Here's What Experts Want You To Know About Using Coffee To Fuel Your Workout
Whether you like to exercise first thing in the morning or you find time to sweat later in the evening, you probably feel kind of groggy before your workout sometimes, right? For me, when that happens, I usually get myself to the nearest source of caffeine ASAP to give my body a little boost. But when you think about how coffee affects your workout, it seems like the kind of thing that could easily have either a positive or a negative influence. On the one hand, a nice jolt of caffeine seems like it would come in handy for those days when you need a little extra pep in your sneaker-clad steps. But on the other hand, caffeine is a stimulant, and it's important to consider how that affects your body, especially when you're exercising.
Just for a little baseline knowledge, let's be clear on what caffeine really is. According to the University of Michigan's University Health Service, caffeine is a "plant product" found most commonly, of course, in things like coffee, tea, and chocolate, in addition to certain medications. It can act as a stimulant by "exerting an effect on the central nervous system," per the online resource, i.e. that wide-eyed, super awake feeling you get when you drink a lot of coffee.

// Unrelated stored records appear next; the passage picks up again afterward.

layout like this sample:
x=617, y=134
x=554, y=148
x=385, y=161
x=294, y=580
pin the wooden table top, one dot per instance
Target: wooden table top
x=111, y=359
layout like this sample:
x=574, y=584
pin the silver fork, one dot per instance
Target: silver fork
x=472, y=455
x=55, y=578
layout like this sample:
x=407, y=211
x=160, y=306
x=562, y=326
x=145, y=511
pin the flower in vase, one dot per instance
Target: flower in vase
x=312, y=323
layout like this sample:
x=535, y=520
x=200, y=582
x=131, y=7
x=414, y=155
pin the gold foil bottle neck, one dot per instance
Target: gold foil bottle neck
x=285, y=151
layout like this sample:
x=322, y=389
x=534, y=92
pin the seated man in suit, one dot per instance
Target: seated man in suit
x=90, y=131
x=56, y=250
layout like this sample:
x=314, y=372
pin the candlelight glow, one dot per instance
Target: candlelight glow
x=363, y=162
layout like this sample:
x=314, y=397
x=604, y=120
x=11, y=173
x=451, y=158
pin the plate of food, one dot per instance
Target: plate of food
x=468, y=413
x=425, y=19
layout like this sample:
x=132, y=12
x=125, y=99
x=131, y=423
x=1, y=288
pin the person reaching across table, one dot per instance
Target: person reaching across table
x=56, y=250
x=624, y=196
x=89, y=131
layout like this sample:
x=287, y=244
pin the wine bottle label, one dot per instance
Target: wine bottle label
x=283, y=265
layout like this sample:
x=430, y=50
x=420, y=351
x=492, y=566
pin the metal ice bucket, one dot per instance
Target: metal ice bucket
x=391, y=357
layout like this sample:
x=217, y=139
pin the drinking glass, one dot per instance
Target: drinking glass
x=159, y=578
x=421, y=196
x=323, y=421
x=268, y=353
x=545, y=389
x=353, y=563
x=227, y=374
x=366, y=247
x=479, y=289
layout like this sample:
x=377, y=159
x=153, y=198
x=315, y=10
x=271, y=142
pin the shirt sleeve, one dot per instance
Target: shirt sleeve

Once caffeine is in your body, it leads to the production of adrenaline (aka your fight-or-flight hormone), and simultaneously blocks your body's production of adenosine (aka a neurotransmitter your brain usually releases when you're sleepy), per UC Santa Barbara's ScienceLine resource. As a result, you feel really alert, your heart beats faster, your muscles tense up, and you can just, you know, get stuff done.
As for how caffeine affects your ability to work out, Samantha Morrison, a personal trainer and health and wellness expert for Glacier Wellness, says it can have a few perks. "Besides giving you energy, coffee is also an effective bronchodilator, meaning it opens the airways to the lungs," she tells Elite Daily. "This underrated benefit of coffee is due to its high caffeine content, which promotes pulmonary functioning, increases respiratory muscle strength, and prolongs time to diaphragmatic fatigue," all of which Morrison says can help to bring your workout to the next level.
Katia Pryce, wellness expert and founder of the fitness class DanceBody, is also a proponent of sipping a cup of joe before a workout. "Coffee stimulates your central nervous system, causing you to be more alert in general," she tells Elite Daily. "Although coffee affects everyone a little bit differently, overall, coffee has been found to improve an athlete's ability to train harder and longer. Mentally you are more alert, and physically your entire system is sparked up, primed, and ready for activity."
One thing to keep in mind, though, says Beth Witherspoon, MPH, RDN, registered dietitian consultant for Community Coffee Company, is that everyone metabolizes caffeine at different rates, so it's important to pay attention to how you're feeling during your workout. According to Witherspoon, you shouldn't feel “shaky” or “overstimulated” by the amount of caffeine you consume, as this will not help your workout performance. Overall, she tells Elite Daily, if you have any doubts, it's always a good idea to double-check what's right for your body with your own doctor.
If you come to decide that caffeine doesn't really suit your body before a workout, but you still want a little something to give you a boost of energy, Pryce suggests treating yourself to something sugary before getting your sweat on. "A gummy is a great thing to give your body a quick wake-up call right before a workout to push you through," she explains. Alternatively, you could also eat some fruit before your workout, or a little yogurt, or even some nut butter on toast. IMO, coffee would go so well with that last snack — hey, there's always decaf if you're not into the caffeinated stuff, right?